Inhibition of Prostate Tumor Cell Invasiveness by Chemically Modified Tetracyclines with Broad Spectrum Antiproteinase Activity

摘要

We have evaluated novel nonantimicrobial chemically modified tetracyclines (CMTs) for management of invasive prostate cancer, based on preliminary results showing that one such CMT (CMT-3) inhibits activities of matrix metalloproteinases (MMPs) as well as the serine proteinase human neutrophil elastase, reduces levels of MMPs released by cells in culture, and exhibits selective cytotoxicity towards the human prostate tumor cell line LNCaP but not towards normal prostate stromal cells in culture. In response to photoreactions in patients receiving CMT-3 in Phase I clinical trials at NCI, we have screened all new CMTs with uV-A exposed NIH 3T3 cells to ensure that their phototoxicities in vitro are no greater than that of doxycycline. We have also evaluated the new CMTs for dose-dependent inhibition of collagenolytic and gelatinolytic activities of MMP-8 and MMP-9, as well as neutrophil elastase activity. The cytotoxicities of the new CMTs have been investigated using multiple criteria including membrane permeability to the DNA-binding dye SYTO 17 and failure to reduce the tetrazolium salt MTS. In addition to LNCaP cells, we use R22 rat smooth muscle cells and normal human epithelial cells as targets.
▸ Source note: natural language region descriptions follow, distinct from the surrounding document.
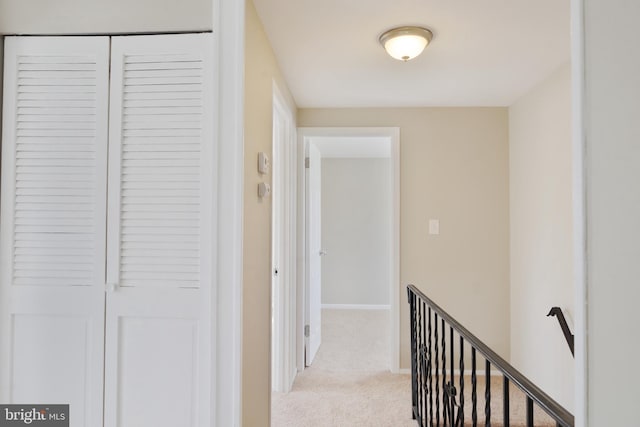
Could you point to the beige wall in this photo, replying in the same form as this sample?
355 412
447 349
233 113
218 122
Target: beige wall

The most promising CMTs display preferential dose-dependent cytotoxicity towards tumor cells, and induce morphologic changes, including rounding, detachment, and loss of confluence which mark a departure from the invasive phenotype. We plan to test the new CMTs with explant cultures of resected prostate tumors for inhibition of proteinase activities and cytotoxicity.